Do you remember what it felt like to be online back then? I remember thinking "Wow! I am really talking to another person right now! From somewhere else in the world!". This feeling gradually got lost as being online became more common and normal, up to now, as we do not choose to go online, but instead choose to go offline. While scrolling, it seems like the people around us wear masks, protecting themselves from ridicule, from employment consequences, or worse; it hardly feels like you connect with another human being as you watch them unbox a PR box of brand gifts while the viewers comment empty praises.
Cultivating spaces of genuineness, especially in such a commercialized internet full of carefully curated content, is so important. But what's also fun is finding these little patches of light while simply exploring the net, in places you thought you'd never find them.
As I recently went on a little nostalgic music spree on YouTube, I looked into the comments on each video and was pleasantly surprised. People reminisced fondly in a way that felt so authentic.
One user wrote:
"I was 16 and went on an exchange trip to Germany. We watched German MTV for hours with all these hits. I was homesick sometimes and wanted to go back to the U.S. and play world of Warcraft"
Another said:
"I was 8. reminds me of good times - for some reason one of my favorite memories is walking to the bus stop in the morning with my older brother when it was still dark out. i'd do anything to go back to that simplicity"
I love these sorts of sweet, small peeks into other people's lives. The details you'd otherwise not know or care to ask for. It's what I love seeing on Bear too, especially in Week Notes.
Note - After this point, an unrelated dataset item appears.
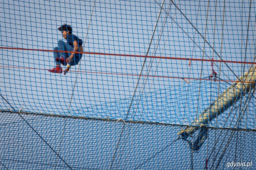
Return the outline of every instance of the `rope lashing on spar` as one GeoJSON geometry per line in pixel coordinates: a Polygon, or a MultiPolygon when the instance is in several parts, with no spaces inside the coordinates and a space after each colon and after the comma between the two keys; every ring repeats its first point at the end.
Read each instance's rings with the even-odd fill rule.
{"type": "MultiPolygon", "coordinates": [[[[212,73],[216,74],[212,67],[212,73]]],[[[223,113],[231,106],[242,97],[245,94],[254,89],[256,86],[256,64],[252,66],[248,71],[239,78],[234,83],[222,94],[219,95],[210,106],[204,109],[199,116],[193,120],[190,127],[187,127],[178,134],[180,138],[185,141],[189,141],[190,148],[193,150],[198,150],[207,138],[208,127],[205,124],[209,124],[213,119],[223,113]],[[241,80],[244,80],[243,83],[241,80]],[[198,126],[195,127],[194,126],[198,126]],[[198,127],[199,126],[199,127],[198,127]],[[199,130],[198,135],[193,144],[188,138],[199,130]]]]}
{"type": "Polygon", "coordinates": [[[212,61],[211,63],[211,66],[212,67],[212,72],[211,74],[209,76],[209,78],[212,78],[214,77],[214,81],[216,81],[216,78],[217,77],[217,73],[215,72],[213,69],[213,57],[212,58],[212,61]]]}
This user's description is so vivid to me:
"Brings me back to hearing these songs regularly on a little white cd player radio me and my sister shared that had spongebob stickers all over it from a burger King happy meal. I would stay up late and listen to the radio all night until dawn, and I don't regret it one bit. Sometimes I would sneak into the living room and watch friends and dragon ball z at sunrise. I wouldn't change a thing about those days. I'm 21 now and still watching vhs tapes and using dvds and cds as a regular form of media cause there's nothing like it. There's nothing like turning on the TV and playing okami or spyro 2 on the ps2 until you hear your housemates making coffee."
Not all are just positive, but they are real, and maybe even relatable. Here are two that stuck out to me:
"Damn I was in 7th grade when these bangers were playing on the radio. Had a couple of these on my MySpace page and my parents were together and my sister was not a drug zombie at this time."
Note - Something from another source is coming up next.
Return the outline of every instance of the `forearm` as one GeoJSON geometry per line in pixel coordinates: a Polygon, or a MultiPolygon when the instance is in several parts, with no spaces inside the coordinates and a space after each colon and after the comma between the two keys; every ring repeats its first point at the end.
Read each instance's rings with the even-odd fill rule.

"It's about 2 in the morning and I'm finishing up homework I procrastinated. Now that I'm listening to this, I realize that, although I'm part of this generation, I'm not as old as I might believe I am because these "times" have passed. There's so much more ahead of me that I can't even realize because I'm so stuck up in the past. I think this is why I've developed such bad habits -- procrastination, binge eating, social awkwardness, poor body image, jealousy of others, envy of others, overthinking, etc. I'm always worrying about time, that I've wasted so much of my childhood and teenage years doing things I loved, instead of studying to get ahead. I'll keep this playlist to remind me that, although I'm no longer a child, that doesn't mean I have to subject myself to the boredom and stress of adulthood. I'm still so young, I'm still so naive, and I still have a whole world to see. <3"
These comments, left via a more or less anonymous account, under a video with very little engagement usually, show that people still yearn for the kind of space we have here.
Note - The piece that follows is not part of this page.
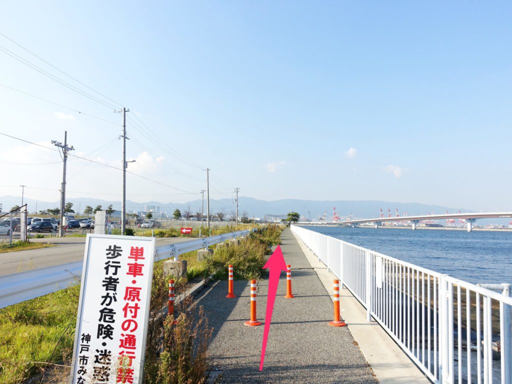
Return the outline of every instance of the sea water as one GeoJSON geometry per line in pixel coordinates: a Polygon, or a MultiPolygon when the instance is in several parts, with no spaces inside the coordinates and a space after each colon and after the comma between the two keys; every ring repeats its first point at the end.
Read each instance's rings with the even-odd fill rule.
{"type": "Polygon", "coordinates": [[[512,232],[306,228],[473,284],[512,283],[512,232]]]}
To share without being inundated with comments, but still be seen; to be met with kindness and like-minded people, not virality. It's not supposed to perform, but posted to get it out of the system; to document, but not to impose. Once it's out there, they may never go back, and forget that they have even posted that, but it's still there for others to find and to briefly feel a genuine connection in the sea of pretenses.
To me, it's like seeing someone's light far away, knowing I'm not alone.
And you, too, are not alone. Let's cherish what we have here.